Wow, just over a week since MS-CRM hit the big time and showed up on stage during a PDC keynote. That’s pretty cool. So, how did it get there? Well, the product is really cool and might have made it up there on its own merit. But then again, this is a PDC, not TechEd (and some of us are still laughing about ANY business application on stage).

It got up there because we had a lot of spirited discussion in the weeks and months leading up to PDC and the Business Summit about what would change in the world if we could democratize data. That is, could we do something that would unlock a company’s business data in a controlled way that could also make the entire supply chain work better.

What initially came out of those discussions was that CRM had a pile of cool technologies available that at least enable us to start exposing the data. Everything is exposed using web services (and yes, the V3 web services address all of the V1.x problems), it’s secure, and we’ve got a reasonably decent query definition and execution environment (CRMQuery and <fetch>).

We needed to take the next step which was to think through scenarios where access to subscription data was useful and to think about what a subscription was (in terms of business data). What we decided to do was leverage the query definition and execution services to generate a list of “interesting data”. Since queries themselves are secured objects in CRM we were able to ride on that security model to only allow access to specific queries (both access and the ability to execute a query is constrained).

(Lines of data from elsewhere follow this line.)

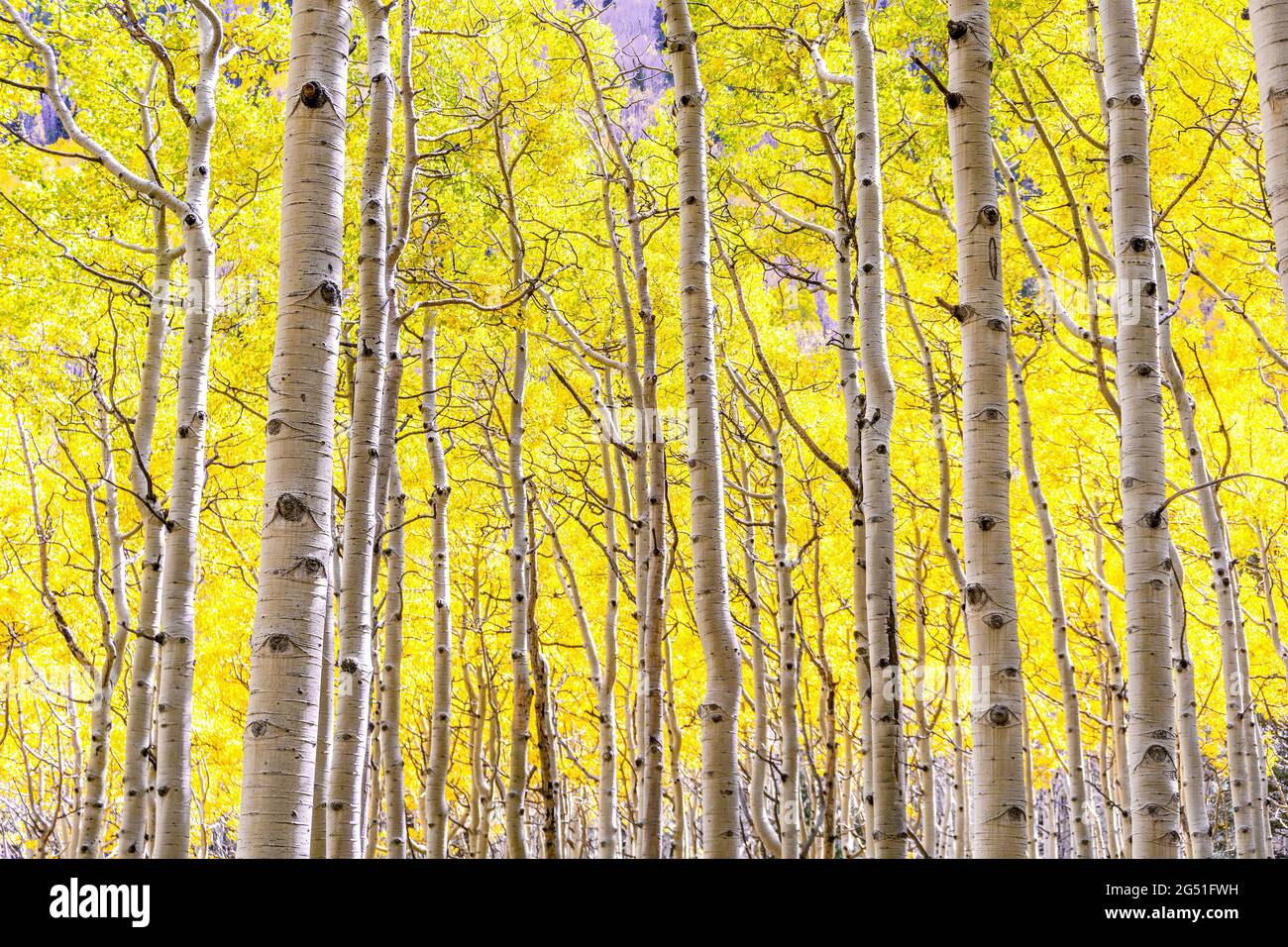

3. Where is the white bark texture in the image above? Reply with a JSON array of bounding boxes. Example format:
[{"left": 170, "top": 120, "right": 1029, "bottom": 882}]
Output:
[
  {"left": 380, "top": 456, "right": 407, "bottom": 858},
  {"left": 1248, "top": 0, "right": 1288, "bottom": 322},
  {"left": 327, "top": 0, "right": 394, "bottom": 858},
  {"left": 1008, "top": 349, "right": 1092, "bottom": 858},
  {"left": 947, "top": 0, "right": 1027, "bottom": 858},
  {"left": 237, "top": 0, "right": 352, "bottom": 858},
  {"left": 152, "top": 4, "right": 223, "bottom": 858},
  {"left": 837, "top": 0, "right": 907, "bottom": 858},
  {"left": 664, "top": 0, "right": 742, "bottom": 858},
  {"left": 1100, "top": 0, "right": 1181, "bottom": 858},
  {"left": 420, "top": 309, "right": 452, "bottom": 858}
]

Once we had that the next step was to look at what we could do to expose the underlying query results. Sure, we could have just given the caller the XML. Or we could have generated HTML. Or, just slightly better, we could have provided the XML with an XSL stylesheet. All those ideas were good, but they weren’t good enough. Instead, we converted the query results into a reasonably standard, well-supported, and well-understood protocol – RSS.

We took stock RSS, added in support for list extensions, and sprinkled in a few other goodies (watch for these in upcoming entries and in the final release) to generate a deployment-specific, partner-specific feed. Each feed honors the deployment’s configuration metadata (custom entities, entity and attribute names, display values) and the calling user’s privileges and rights.

Sorry, but I don’t really have a witty wrap-up for this. There’s a lot more to the feed generator than I’m letting on about. You’ll have to wait to see the other cool stuff we’re doing with it.